Project Details - Ended

Summary:

Stroke survivors are often left with a range of disabilities that require rehabilitation for successful return to their pre-stroke lifestyles. Aphasia, a language disorder that occurs in approximately one third of all stroke survivors, affects one’s ability to communicate, such as deficits in language comprehension, language expression, reading, and writing. The disorder reduces stroke survivors’ independence and quality of life. Aphasia rehabilitation is not readily accessible therapy in rural areas, leaving many stroke survivors with difficulty obtaining treatment.

Researchers conducted a proof-of-concept and feasibility study to observe a community-based intervention designed to treat aphasia via telerehabilitation in rural North Carolina. Social contact was a critical aspect of this study, as it has been shown to be a beneficial factor in improving self-confidence and self-worth. The intervention was held in a social setting such as a senior center or school. Several measures of the intervention’s implementation were collected, including recruitment success, completion of treatment, acceptability, and satisfaction with the treatment approach.

The specific aims of this research were as follows:

  • Evaluate the feasibility of using a telerehabilitation approach in rural eastern North Carolina to treat aphasia among stroke survivors. 
  • Evaluate the acceptability, credibility, and satisfaction of using a telerehabilitation approach in rural eastern North Carolina to treat aphasia among stroke survivors. 
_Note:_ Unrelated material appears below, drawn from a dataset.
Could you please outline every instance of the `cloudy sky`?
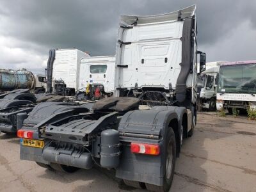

The research team recruited 22 stroke survivors with aphasia living in community settings to participate in the study. The treating clinician was located in a medical campus aphasia laboratory, and delivered the rehabilitation to the participants through a cloud-based videoconferencing program via computer. The treatment used in this research was the Language-Oriented Treatment (LOT), a highly structured, psycholinguistic approach to aphasia designed to address a range of communication issues. Participants received 12 telerehabilitation sessions in a 6-week period and completed pre- and post-intervention questionnaires to measure acceptability and client satisfaction. Participant retention was measured by the number of sessions completed, missed, and participant dropouts. Researchers used a comprehensive test, the Western Aphasia Battery-Revised (WAB-R), to measure aphasia severity post telehealth intervention.

Researchers found that patients reported high levels of satisfaction with the treatment, deeming the approach a credible method of aphasia rehabilitation. Additionally, researchers found this method to be a cost-effective treatment, while providing stroke survivors opportunities for more frequent community access. This research greatly benefits the future development of telerehabilitation for stroke survivors with aphasia.